Publications
Molecular therapy : the journal of the American Society of Gene TherapyMay 2025 DOI:
10.1016/j.ymthe.2025.04.046

Highly conserved brain vascular receptor ALPL mediates transport of engineered AAV vectors across the blood-brain barrier

Moyer, Tyler C; Hoffman, Brett A; Chen, Weitong; Shah, Ishan; Ren, Xiao-Qin; Knox, Tatiana; Liu, Jiachen; Wang, Wei; Li, Jiangyu; Khalid, Hamza; Kulkarni, Anupriya S; Egbuchulam, Munachiso; Clement, Joseph; Bloedel, Alexis; Child, Matthew; Kaur, Rupinderjit; Rouse, Emily; Graham, Kristin; Maura, Damien; Thorpe, Zachary; Sayed-Zahid, Ambreen; Hiu-Yan Chung, Charlotte; Kutchin, Alexander; Johnson, Amy; Yao, Johnny; Thompson, Jeffrey; Pande, Nilesh; Nonnenmacher, Mathieu E
Product Used
Variant Libraries
Abstract
Delivery of systemically administered therapeutics to the central nervous system (CNS) is restricted by the blood-brain barrier (BBB). Bioengineered adeno-associated virus (AAV) capsids have been shown to penetrate the BBB with great efficacy in mouse and non-human primate models, but their translational potential is often limited by species selectivity and undefined mechanisms of action. Here, we apply our RNA-guided TRACER AAV capsid evolution platform to generate VCAP-102, an AAV9 variant with markedly increased brain tropism following intravenous delivery in both rodents and primates.

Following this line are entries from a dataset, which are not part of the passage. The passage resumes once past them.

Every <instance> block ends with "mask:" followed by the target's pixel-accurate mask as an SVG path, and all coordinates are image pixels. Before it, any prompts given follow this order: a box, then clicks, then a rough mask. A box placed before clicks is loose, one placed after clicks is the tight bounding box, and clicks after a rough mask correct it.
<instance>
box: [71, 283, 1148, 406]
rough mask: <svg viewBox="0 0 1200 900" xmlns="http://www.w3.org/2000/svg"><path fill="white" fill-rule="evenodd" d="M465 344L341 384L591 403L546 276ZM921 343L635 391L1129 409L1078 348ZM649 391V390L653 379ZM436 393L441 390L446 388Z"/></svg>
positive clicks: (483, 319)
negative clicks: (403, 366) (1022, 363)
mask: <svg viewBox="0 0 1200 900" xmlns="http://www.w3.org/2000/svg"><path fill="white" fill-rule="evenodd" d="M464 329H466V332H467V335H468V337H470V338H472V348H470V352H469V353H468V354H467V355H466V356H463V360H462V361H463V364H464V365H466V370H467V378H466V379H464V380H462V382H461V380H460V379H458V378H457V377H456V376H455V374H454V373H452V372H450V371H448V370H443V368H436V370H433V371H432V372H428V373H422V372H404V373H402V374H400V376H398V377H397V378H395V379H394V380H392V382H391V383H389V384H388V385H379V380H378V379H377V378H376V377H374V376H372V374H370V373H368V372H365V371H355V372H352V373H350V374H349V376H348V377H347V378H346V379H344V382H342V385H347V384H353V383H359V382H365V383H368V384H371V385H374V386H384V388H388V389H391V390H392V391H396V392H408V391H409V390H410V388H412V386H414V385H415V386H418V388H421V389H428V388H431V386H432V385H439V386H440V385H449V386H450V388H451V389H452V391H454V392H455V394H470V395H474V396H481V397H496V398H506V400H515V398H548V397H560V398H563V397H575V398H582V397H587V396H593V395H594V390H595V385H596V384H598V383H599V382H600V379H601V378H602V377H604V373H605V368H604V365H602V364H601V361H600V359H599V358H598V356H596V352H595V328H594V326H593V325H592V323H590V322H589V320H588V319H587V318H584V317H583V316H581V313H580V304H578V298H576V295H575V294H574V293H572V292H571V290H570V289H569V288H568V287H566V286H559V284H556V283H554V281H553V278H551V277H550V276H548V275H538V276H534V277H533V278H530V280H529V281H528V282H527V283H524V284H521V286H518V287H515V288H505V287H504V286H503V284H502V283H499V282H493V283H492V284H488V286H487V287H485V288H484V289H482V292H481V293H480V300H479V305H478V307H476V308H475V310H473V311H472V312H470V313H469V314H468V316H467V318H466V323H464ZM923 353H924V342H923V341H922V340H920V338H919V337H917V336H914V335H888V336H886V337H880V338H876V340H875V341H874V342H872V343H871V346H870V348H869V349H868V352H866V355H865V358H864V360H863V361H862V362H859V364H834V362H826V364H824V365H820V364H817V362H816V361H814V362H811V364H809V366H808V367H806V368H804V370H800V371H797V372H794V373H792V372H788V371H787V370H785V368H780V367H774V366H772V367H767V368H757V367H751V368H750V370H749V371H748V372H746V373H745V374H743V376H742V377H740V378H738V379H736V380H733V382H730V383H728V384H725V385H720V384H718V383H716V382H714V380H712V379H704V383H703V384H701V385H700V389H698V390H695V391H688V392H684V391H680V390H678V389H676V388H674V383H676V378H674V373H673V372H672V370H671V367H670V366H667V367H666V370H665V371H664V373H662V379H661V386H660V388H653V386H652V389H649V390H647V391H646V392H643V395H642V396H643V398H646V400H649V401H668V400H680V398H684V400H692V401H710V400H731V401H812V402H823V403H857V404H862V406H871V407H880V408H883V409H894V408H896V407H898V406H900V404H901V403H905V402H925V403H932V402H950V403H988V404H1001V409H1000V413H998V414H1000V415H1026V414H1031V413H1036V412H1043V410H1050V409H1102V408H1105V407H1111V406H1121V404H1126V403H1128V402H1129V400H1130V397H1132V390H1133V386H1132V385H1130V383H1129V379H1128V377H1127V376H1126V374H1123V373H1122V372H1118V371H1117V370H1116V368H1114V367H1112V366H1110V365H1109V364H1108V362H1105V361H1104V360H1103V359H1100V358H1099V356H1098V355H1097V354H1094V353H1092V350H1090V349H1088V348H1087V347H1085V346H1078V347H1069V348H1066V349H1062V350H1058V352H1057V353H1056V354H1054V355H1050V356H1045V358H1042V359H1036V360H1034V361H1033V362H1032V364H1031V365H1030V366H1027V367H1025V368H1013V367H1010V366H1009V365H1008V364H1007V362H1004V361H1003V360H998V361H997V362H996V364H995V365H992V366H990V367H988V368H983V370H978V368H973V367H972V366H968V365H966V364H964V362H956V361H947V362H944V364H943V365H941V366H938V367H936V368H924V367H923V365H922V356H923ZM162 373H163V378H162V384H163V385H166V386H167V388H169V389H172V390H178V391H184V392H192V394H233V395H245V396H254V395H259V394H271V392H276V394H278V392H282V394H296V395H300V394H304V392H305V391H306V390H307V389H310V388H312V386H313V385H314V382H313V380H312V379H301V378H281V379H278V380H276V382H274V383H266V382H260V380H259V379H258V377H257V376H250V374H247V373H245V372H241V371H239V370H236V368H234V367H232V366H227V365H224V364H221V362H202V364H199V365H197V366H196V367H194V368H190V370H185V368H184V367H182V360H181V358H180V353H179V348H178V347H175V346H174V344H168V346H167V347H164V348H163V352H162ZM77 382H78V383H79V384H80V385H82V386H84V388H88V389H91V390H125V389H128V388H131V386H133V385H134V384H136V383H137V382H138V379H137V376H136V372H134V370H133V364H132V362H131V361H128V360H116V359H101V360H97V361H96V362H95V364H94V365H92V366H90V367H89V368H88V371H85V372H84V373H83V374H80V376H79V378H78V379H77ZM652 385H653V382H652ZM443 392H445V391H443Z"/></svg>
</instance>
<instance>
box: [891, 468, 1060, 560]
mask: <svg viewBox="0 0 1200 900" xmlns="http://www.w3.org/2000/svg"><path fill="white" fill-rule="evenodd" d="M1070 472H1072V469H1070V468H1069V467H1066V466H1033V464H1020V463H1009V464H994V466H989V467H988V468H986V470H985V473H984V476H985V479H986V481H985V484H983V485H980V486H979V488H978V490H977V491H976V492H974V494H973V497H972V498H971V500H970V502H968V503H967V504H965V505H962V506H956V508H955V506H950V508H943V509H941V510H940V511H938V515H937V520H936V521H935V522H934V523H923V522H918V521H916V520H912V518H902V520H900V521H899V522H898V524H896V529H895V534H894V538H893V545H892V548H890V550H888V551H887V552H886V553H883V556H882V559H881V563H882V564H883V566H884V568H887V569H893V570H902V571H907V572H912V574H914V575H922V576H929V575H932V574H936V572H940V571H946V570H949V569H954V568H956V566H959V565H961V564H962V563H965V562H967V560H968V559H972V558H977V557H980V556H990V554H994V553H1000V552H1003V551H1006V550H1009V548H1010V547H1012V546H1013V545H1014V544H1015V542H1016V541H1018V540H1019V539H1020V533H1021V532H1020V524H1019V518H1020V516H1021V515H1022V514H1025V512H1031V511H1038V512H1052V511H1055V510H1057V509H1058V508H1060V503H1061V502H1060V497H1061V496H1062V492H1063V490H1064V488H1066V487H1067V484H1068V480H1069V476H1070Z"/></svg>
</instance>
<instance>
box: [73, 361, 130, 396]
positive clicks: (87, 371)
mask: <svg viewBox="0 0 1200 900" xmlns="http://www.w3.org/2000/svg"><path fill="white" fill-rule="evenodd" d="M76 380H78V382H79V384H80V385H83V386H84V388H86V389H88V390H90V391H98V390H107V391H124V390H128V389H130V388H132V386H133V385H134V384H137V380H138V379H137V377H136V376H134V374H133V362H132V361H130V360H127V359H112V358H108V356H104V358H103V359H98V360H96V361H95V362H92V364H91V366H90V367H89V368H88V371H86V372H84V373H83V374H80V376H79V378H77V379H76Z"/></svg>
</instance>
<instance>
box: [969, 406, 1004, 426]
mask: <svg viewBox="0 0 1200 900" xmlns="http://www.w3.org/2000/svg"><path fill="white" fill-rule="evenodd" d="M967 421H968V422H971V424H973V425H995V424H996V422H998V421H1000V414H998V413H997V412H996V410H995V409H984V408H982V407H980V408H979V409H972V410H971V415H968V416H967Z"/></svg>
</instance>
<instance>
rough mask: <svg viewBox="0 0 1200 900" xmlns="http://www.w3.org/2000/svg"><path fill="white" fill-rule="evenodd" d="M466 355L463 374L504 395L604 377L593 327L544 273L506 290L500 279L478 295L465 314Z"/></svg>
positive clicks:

Relative to AAV9, VCAP-102 demonstrates 20- to 400-fold increased gene transfer across multiple brain regions. We identify alkaline phosphatase (ALPL) as the primary receptor used by VCAP-102 to cross the BBB and demonstrate that direct binding of VCAP-102 to human ALPL can initiate receptor-mediated transcytosis in a cell barrier model. Our work identifies VCAP-102 as a cross-species CNS gene delivery vector with a strong potential for clinical translation and establishes ALPL as a brain delivery shuttle capable of efficient BBB transport to maximize CNS delivery of biotherapeutics.